Science says you retain more in print

Some people sense this intuitively: they print everything. Some folks probably have never noticed and don't care. But the early jury is out, and print allows the reader some definite advantages.

Scientific American for example, writes "most screens, e-readers, smartphones and tablets interfere with intuitive navigation of a text and inhibit people from mapping the journey in their minds." That's sort of related to my point about how one of the first things you must do when studying for the CFA is to map the forest. Thus "instead of hiking the trail yourself, the trees, rocks and moss move past you in flashes with no trace of what came before and no way to see what lies ahead."

Another study, since replicated, posits that scrolling—which requires you to focus both on the text and how you are moving through it—drains more mental resources than turning or clicking a page. This reduces the processing power you have available for comprehension.

Practically speaking, whether you use print or not, you should make a conscious effort to skim the entire chapter before diving in. Says one education scholar, Anne Mangen, "The ease with which you can find out the beginning, end and everything inbetween and the constant connection to your path, your progress in the text, might be some way of making it less taxing cognitively, so you have more free capacity for comprehension."

So does it empirically impact test scores? There's certainly no CFA-specific study, but one study found that while test results were comparable students had significantly higher reading time when using digital devices. In other words, is a reliance on them actually inefficient?

David Daniel and William Woody urge caution in rushing to e-textbooks and call for further investigation. Their study compared college student performance between electronic and paper textbooks. While the results suggested that student scores were similar between the formats, they noted that reading time was significantly higher in the electronic version.

If you want to learn more, this article provides a good summary of the latest in the field. 

It's Easier Not to Multi-Task

Let's be honest, we generally would rather do something other than study for the CFA exam. If you have hard copy books I wager you are much less likely to multi-task. A few studies have confirmed this across geographies. Naomi Baron, a researcher, found in one of her studies that 92 percent of American and Japanese students found it easier to concentrate when reading in hard copy (98 percent in Germany). Of the American students, 26 percent said they were likely to multitask while reading in print, compared with 85 percent reading on-screen.

Another study found that during a 15-minute study period students using digital devices shifted tasks an average of three times. If writing this post is any indication, that seems pretty accurate. 

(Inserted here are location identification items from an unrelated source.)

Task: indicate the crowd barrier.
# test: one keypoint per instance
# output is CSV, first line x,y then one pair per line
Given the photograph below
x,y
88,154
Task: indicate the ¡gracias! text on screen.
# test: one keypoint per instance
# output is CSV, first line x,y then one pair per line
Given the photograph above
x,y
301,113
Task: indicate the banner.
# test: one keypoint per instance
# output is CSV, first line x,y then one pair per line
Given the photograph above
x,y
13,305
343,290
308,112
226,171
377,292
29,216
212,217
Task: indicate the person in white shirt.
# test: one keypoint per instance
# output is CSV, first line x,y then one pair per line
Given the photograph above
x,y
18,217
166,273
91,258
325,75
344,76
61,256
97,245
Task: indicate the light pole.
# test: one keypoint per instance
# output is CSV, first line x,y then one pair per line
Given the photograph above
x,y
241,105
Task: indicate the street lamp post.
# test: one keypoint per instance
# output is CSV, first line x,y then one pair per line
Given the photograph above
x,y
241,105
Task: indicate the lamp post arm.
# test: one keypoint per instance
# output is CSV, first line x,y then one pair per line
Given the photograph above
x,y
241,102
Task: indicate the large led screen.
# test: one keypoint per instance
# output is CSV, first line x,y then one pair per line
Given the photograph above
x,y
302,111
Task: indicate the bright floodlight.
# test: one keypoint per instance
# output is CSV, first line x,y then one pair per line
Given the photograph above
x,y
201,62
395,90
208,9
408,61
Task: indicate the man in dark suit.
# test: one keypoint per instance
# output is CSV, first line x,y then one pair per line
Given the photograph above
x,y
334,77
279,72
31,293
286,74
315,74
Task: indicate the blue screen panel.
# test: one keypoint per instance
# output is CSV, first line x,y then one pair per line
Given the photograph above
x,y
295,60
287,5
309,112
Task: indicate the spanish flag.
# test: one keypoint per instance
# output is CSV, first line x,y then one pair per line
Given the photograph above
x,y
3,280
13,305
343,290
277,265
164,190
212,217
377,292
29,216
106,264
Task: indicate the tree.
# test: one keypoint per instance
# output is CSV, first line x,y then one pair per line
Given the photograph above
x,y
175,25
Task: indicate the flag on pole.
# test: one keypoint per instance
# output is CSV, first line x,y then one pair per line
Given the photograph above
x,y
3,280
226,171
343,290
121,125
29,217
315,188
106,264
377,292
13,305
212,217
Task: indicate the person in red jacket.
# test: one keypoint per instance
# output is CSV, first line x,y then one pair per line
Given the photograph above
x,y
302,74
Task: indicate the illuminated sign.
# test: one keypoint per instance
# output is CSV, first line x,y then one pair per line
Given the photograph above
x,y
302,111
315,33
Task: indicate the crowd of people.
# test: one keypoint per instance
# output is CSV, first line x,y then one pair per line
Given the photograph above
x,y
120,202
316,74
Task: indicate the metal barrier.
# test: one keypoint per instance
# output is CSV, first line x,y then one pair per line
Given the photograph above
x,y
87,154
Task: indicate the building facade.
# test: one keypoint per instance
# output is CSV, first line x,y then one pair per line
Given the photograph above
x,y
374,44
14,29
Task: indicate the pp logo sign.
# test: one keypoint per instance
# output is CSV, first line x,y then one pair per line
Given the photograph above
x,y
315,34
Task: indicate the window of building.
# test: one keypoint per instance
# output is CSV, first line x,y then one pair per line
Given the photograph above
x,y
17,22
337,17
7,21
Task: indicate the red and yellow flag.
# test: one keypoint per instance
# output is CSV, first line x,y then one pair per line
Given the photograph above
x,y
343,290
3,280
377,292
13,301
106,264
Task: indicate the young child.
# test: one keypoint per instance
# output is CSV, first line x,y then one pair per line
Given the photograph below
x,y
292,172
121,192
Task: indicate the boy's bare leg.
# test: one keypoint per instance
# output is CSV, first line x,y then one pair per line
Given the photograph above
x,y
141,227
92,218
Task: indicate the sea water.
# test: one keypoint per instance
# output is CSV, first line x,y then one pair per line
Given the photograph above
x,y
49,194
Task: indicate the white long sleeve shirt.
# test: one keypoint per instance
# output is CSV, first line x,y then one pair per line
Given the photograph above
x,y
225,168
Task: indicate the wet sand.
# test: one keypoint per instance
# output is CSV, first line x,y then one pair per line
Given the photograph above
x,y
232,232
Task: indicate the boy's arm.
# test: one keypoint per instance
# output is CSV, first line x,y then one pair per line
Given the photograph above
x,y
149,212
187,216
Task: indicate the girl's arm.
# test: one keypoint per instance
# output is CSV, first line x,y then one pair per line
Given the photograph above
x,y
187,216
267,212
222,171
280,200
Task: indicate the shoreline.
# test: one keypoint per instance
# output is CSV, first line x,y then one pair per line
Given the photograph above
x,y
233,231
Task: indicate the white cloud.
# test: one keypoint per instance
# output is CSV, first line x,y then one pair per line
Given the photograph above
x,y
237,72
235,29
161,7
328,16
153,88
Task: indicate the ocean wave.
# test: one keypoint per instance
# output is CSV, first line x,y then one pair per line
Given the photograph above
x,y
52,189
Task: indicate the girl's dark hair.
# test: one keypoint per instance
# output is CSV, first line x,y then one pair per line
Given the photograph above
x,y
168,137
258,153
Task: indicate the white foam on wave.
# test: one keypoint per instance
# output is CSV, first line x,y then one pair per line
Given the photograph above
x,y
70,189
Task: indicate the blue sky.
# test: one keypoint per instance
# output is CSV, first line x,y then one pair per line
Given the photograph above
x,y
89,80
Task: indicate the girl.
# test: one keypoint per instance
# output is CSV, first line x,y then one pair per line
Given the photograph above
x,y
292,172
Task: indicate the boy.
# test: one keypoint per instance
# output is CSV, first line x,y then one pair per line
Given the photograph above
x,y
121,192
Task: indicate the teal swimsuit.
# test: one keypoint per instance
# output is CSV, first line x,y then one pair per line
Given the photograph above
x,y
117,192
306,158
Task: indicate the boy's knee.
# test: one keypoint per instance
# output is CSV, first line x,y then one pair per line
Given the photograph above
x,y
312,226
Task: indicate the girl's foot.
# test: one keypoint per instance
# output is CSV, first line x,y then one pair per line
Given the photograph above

You can handwrite notes in the margin

If you're highlighting passages and leaving notes digitally that's pretty good. But actually writing something down has been found to be incredibly useful for comprehension. The hard-copy lets you do this on the page, near the relevant material. Either way, make sure you are keeping your own notes. It's why we recommend writing your own flashcards (and yes, we say that offering 900+ of our own for you to use).